The TAHMO stations have a 5 minute measurement interval after which they'll write the observation value into their internal memory. The dataloggers are configured to send their once per hour under normal circumstances. We lower the upload frequency for stations with low battery levels which can occur when there's a poor cellular signal at the station location.


Depending on which country the station is installed in, the data might first be sent to a server which is managed by the national meteorological agency. At this stage the datalogger is sending small UDP packages which have a custom compression which is developed by the datalogger manufacturer (Meter Group). If the dataloggers do not initially report to a local server, they will directly send their data towards the server of Meter Group.

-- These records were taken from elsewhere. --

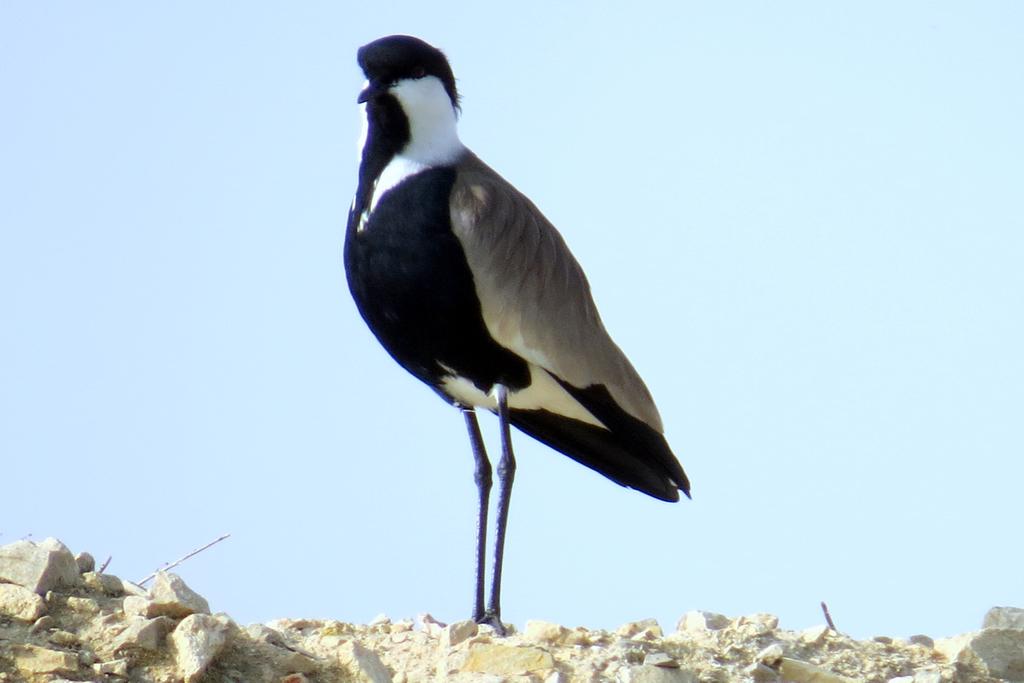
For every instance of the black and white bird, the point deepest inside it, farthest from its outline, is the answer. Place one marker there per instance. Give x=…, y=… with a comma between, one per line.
x=470, y=289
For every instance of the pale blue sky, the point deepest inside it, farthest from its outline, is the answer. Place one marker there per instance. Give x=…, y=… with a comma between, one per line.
x=802, y=221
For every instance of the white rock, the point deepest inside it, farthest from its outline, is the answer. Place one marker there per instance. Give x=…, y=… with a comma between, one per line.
x=923, y=640
x=171, y=597
x=39, y=567
x=646, y=674
x=815, y=634
x=85, y=562
x=34, y=659
x=762, y=621
x=999, y=650
x=697, y=621
x=135, y=605
x=659, y=659
x=145, y=634
x=363, y=664
x=456, y=633
x=502, y=659
x=117, y=668
x=770, y=655
x=197, y=640
x=795, y=671
x=107, y=584
x=19, y=603
x=545, y=632
x=1004, y=617
x=648, y=628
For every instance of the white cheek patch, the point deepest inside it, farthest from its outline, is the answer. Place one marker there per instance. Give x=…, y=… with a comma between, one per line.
x=432, y=124
x=433, y=136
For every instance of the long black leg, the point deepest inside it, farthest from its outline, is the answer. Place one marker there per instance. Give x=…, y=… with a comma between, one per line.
x=482, y=477
x=506, y=474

The TAHMO infrastructure will retrieve the data from the server of Meter Group by API's which are different for EM50 and EM60 dataloggers. For EM50 dataloggers we get raw 32 bit port values for each port of the datalogger while for the EM60 dataloggers (3rd generation stations) we receive the observation values itself. The observation values retrieved at this stage are marked as "raw measurements" and are stored in our database under this name. As soon as this data is available within our system, we will run classical quality control on it consisting of sensor range, climate range, temporal step, temporal delta and temporal sigma tests. This data is available through our API for our data consumers and hourly aggregated data is also available through the datahmo data platform.

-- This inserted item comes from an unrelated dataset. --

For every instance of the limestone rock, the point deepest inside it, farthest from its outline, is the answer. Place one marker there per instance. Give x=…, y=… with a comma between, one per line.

The classical quality control lacks the ability to properly control the precipiation observations in the TAHMO dataset. The SensorDX which is lead by prof. Tom Dietterich is actively working on methods to improve this specific aspect for the quality control. They're now working on incorporating spatial quality control for neighbouring stations within their SensorDX system. This system will however not be able to be implemented for regions where there's a very low density of TAHMO stations (Congo, Madagascar, Mozambique, Zimbabwe) etc. Also during the first years of the TAHMO initiative there weren't a lot of stations thus alternative methods need te be developed to provide adequate quality control for this part of the dataset. We are therefore also looking at using various other data sources to quality control the precipitation dataset to at least remove periods in time where rain gauges could have been clogged or have structurally malfunctioning sensors.